Your First Homelab: Should You Use Containers or Proxmox?

Starting a homelab? We break down the pros and cons of using containers (Docker) vs. a hypervisor like Proxmox on your first server. Find the best path.

You’ve got an old laptop gathering dust on a shelf. You know it’s still got some life in it, but you’re not sure what to do with it.

Here’s an idea: Turn it into a homelab.

A homelab is just a home server where you can run your own private services. Think of it as your own little corner of the internet. You can host a personal VPN, a password manager, game servers, a media center like Plex, and so much more. It’s a fantastic way to learn about tech and take back control of your data.

But when you first start, you hit a fundamental question: How should you run all these things? This usually boils down to two popular choices: using containers directly or using a hypervisor like Proxmox.

Let’s break down what that actually means.

What We’re Trying to Run

First, let’s get a picture of what a simple homelab might look like. Based on what most people want to start with, a typical list includes:

  • A VPN: To securely access your home network from anywhere.
  • A NAS (Network Attached Storage): A simple way to store and share files across your devices.
  • A password manager: Something like Vaultwarden to keep your passwords secure and synced.
  • Pi-hole: To block ads across your entire network.
  • Fun stuff: Private servers for games like Valheim or FoundryVTT.

Down the line, you might want to add heavier hitters like a Plex or Jellyfin media server, or even a dedicated firewall like pfSense. The hardware in a typical 8th-gen i5 laptop with 16GB of RAM is more than enough to handle all of this.

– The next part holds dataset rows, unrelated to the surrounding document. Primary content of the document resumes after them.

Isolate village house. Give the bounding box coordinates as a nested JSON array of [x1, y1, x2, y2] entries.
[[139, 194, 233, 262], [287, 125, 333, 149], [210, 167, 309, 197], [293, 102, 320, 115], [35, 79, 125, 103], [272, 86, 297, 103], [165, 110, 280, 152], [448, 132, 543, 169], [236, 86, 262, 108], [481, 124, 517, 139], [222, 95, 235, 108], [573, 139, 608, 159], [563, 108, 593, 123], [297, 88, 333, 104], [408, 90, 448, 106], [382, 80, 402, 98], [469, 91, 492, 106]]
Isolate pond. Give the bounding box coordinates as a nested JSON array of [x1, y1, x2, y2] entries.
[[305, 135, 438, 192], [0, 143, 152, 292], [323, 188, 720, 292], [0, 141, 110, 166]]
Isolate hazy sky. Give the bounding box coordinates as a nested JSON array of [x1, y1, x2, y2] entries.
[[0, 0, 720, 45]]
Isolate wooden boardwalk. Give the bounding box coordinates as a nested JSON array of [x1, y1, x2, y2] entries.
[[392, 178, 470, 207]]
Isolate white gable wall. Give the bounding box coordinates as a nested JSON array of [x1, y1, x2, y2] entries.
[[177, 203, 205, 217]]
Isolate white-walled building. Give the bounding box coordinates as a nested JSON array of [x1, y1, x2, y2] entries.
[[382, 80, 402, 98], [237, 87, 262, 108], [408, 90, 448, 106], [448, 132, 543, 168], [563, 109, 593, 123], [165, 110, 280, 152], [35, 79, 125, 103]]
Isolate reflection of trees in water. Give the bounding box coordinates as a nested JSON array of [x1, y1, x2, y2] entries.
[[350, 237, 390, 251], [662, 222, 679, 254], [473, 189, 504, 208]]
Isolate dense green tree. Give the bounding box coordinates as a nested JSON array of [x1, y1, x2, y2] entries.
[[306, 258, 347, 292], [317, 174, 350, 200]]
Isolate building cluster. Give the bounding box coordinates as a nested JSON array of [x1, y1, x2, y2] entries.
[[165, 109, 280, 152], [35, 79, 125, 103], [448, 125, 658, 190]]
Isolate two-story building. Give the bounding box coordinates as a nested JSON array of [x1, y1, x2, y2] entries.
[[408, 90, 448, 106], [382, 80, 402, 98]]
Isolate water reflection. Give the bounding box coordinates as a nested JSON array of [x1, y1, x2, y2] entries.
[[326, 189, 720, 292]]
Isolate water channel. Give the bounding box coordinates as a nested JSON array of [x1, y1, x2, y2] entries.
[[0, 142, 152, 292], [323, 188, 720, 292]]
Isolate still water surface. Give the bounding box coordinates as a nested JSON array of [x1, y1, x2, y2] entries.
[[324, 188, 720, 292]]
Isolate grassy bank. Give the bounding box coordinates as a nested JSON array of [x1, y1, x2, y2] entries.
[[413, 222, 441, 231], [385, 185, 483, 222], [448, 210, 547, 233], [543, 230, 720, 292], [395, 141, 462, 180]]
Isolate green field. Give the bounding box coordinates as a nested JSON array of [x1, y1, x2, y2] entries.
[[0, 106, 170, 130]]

The real question isn’t about power, it’s about the right way to set it all up.

Path #1: The Straight and Simple Docker Approach

This is often the most direct route.

Here’s how it works: You take your laptop, install a standard Linux operating system on it (like Ubuntu Server), and then you install Docker.

Docker is a container platform. Think of containers as lightweight, mini-packages that hold a single application and everything it needs to run. You can have a container for Pi-hole, another for Vaultwarden, and so on. They all run on top of your single Ubuntu operating system.

The Good:

  • It’s simple to grasp. You learn one OS (Ubuntu) and one tool (Docker).
  • It’s very popular. There are endless tutorials and guides for setting up just about anything with Docker.
  • It’s efficient. Containers have very little overhead, so they don’t waste your laptop’s resources.

The Not-So-Good:

  • It can be limiting. Some software, particularly networking tools like the pfSense firewall, can’t run in a container. They need a full-blown Virtual Machine (VM). With this setup, you’re stuck.
  • It’s less isolated. All your containers share the same underlying OS kernel. If you make a mistake and mess up the core operating system, everything could come crashing down at once.

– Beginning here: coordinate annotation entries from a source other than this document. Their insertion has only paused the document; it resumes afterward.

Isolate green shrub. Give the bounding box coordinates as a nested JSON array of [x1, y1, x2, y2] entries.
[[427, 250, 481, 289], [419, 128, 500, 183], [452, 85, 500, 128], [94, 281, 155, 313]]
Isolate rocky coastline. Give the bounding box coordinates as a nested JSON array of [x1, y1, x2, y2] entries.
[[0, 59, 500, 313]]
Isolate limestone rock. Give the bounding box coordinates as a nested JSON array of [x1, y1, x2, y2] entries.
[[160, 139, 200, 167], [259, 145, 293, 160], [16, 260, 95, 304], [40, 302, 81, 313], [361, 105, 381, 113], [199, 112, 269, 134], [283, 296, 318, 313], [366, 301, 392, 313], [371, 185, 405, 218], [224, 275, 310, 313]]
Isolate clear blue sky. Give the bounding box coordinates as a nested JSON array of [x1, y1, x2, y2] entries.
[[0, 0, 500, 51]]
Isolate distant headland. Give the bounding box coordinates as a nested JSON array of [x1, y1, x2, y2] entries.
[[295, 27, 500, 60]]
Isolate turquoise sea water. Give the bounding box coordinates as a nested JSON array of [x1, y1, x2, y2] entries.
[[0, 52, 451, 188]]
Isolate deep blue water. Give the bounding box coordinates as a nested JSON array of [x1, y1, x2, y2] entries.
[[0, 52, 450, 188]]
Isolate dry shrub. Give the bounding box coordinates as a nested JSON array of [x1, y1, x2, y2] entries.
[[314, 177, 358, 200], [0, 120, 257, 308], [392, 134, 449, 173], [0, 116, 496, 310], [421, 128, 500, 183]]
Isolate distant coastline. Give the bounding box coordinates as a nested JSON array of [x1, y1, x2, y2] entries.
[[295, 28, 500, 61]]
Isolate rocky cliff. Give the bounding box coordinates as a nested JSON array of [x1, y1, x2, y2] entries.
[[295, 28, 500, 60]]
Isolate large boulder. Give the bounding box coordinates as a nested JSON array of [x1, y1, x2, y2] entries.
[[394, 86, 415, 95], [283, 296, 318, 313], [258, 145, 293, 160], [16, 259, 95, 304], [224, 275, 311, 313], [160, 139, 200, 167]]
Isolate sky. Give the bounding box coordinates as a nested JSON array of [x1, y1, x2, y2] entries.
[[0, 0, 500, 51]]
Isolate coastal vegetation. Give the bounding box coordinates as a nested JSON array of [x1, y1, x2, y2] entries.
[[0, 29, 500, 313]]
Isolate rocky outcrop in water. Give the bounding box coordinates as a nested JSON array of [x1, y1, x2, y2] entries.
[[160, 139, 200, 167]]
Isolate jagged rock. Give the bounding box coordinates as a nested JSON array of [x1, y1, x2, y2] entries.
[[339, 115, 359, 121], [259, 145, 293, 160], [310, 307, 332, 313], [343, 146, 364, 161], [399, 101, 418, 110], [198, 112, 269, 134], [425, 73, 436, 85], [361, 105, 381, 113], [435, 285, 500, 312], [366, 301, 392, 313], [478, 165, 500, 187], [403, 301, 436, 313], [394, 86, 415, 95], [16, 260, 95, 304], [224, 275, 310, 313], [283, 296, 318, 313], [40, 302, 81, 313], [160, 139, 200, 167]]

This path is great for getting your feet wet, but you might hit a wall sooner than you think.

Path #2: The Flexible Proxmox Approach

Now for the other option. Proxmox VE is a bit different. It’s a specialized operating system built for one purpose: running other operating systems. It’s a “hypervisor.”

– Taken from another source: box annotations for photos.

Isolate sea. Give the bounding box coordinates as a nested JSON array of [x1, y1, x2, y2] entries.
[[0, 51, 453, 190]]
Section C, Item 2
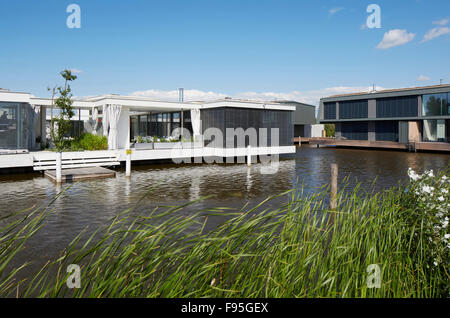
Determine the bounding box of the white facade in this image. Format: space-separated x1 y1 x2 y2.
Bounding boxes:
0 90 295 150
305 124 325 138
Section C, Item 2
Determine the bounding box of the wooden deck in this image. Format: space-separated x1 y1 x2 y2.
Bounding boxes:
297 138 450 152
44 167 116 182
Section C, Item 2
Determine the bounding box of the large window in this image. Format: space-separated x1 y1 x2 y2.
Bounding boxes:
339 100 368 119
375 120 398 141
341 121 368 140
377 96 418 118
323 102 336 119
423 119 446 141
422 93 450 116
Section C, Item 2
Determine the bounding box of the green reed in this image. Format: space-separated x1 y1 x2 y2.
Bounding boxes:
0 174 448 297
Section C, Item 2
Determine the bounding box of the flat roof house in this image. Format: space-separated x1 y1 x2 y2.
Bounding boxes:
319 85 450 150
0 89 306 168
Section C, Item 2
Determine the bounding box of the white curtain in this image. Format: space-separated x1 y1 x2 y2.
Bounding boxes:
28 105 42 149
102 105 109 136
92 107 98 135
191 109 201 139
108 105 122 150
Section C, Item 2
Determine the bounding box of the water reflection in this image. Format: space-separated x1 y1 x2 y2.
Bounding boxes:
0 147 449 272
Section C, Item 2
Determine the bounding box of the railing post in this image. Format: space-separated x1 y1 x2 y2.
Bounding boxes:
125 149 132 178
56 151 62 183
330 163 338 224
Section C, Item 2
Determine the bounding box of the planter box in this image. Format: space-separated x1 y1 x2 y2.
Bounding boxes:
153 142 181 149
134 141 203 150
182 141 203 148
134 142 153 150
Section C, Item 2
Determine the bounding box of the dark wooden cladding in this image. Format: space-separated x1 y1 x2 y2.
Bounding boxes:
201 107 294 147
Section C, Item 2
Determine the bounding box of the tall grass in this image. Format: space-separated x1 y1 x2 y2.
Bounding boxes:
0 169 449 297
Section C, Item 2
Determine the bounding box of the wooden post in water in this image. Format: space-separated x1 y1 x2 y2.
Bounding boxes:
330 163 338 224
55 151 62 183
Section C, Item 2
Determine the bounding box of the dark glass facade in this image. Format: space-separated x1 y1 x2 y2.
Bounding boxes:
422 93 450 116
339 99 368 119
377 96 418 118
323 102 336 119
201 107 294 147
341 121 369 140
375 120 398 141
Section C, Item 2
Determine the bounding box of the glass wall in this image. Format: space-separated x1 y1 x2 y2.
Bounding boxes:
130 111 192 139
0 102 29 149
377 95 418 118
339 99 368 119
323 102 336 119
423 119 446 142
375 120 398 141
422 93 450 116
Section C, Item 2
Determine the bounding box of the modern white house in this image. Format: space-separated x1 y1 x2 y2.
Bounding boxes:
0 89 296 168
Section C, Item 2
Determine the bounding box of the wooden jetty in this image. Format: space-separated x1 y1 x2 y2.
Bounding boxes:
44 167 116 182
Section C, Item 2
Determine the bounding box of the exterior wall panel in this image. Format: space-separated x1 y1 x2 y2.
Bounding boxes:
339 100 368 119
377 96 418 118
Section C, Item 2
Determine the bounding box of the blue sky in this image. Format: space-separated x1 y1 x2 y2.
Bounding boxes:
0 0 450 104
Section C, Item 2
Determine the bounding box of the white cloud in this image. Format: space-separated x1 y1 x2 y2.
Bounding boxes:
131 86 384 106
421 27 450 43
416 75 430 82
377 29 416 50
433 18 450 26
328 7 344 15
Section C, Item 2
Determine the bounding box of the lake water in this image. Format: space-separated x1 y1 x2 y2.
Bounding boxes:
0 147 450 276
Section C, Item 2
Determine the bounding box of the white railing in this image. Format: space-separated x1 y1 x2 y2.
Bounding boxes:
33 151 120 171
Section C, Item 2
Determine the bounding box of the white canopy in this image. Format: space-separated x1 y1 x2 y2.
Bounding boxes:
108 105 122 150
102 105 109 136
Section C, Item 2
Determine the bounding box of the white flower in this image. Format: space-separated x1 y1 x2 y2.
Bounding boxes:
422 185 434 194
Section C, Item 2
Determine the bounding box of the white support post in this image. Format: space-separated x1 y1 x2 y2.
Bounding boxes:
125 149 131 178
56 152 62 183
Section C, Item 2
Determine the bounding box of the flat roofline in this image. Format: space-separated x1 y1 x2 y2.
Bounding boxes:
321 84 450 100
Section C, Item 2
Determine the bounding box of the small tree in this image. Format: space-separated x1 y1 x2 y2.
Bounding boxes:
50 70 77 151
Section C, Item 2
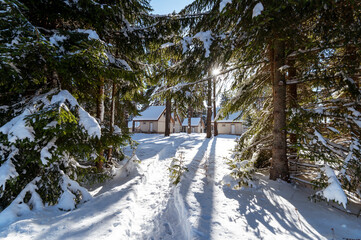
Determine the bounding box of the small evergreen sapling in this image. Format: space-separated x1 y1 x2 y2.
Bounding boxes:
168 151 188 185
0 90 121 215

You install Proxmox directly onto your bare laptop—it is the operating system. Then, from a handy web browser interface, you can create two kinds of things:

  1. LXC Containers: These are a lot like Docker containers. They are lightweight, fast, and perfect for running most of your services like Pi-hole or a game server.
  2. Full Virtual Machines (VMs): This is like having a complete, separate computer running inside your laptop. It has its own dedicated resources and its own full operating system. This is what you need for things like pfSense.

The Good:

  • Ultimate Flexibility. You get the best of both worlds. You can use lightweight containers for most things and spin up a full VM whenever you need one. You’ll never hit a wall because a service requires a VM.
  • Amazing Isolation. Each container and VM is its own little sandbox. If one crashes or you break something while tinkering, it won’t affect anything else. This is a huge deal.
  • Snapshots are a Lifesaver. This is the killer feature. Before you try a risky update or a new configuration, you can take a “snapshot.” If something goes wrong, you can restore the container or VM to its previous state in a single click. It’s like a time machine for your server, and it makes learning so much less stressful.
  • Central Management. Everything is managed from a single, clean web interface. No need to SSH into a command line for every little thing (though you still can!).

The Not-So-Good:

  • Slightly Steeper Learning Curve. Just slightly. You have to learn the Proxmox interface first, and then you learn how to set up your services inside it. It might take an extra afternoon to get comfortable.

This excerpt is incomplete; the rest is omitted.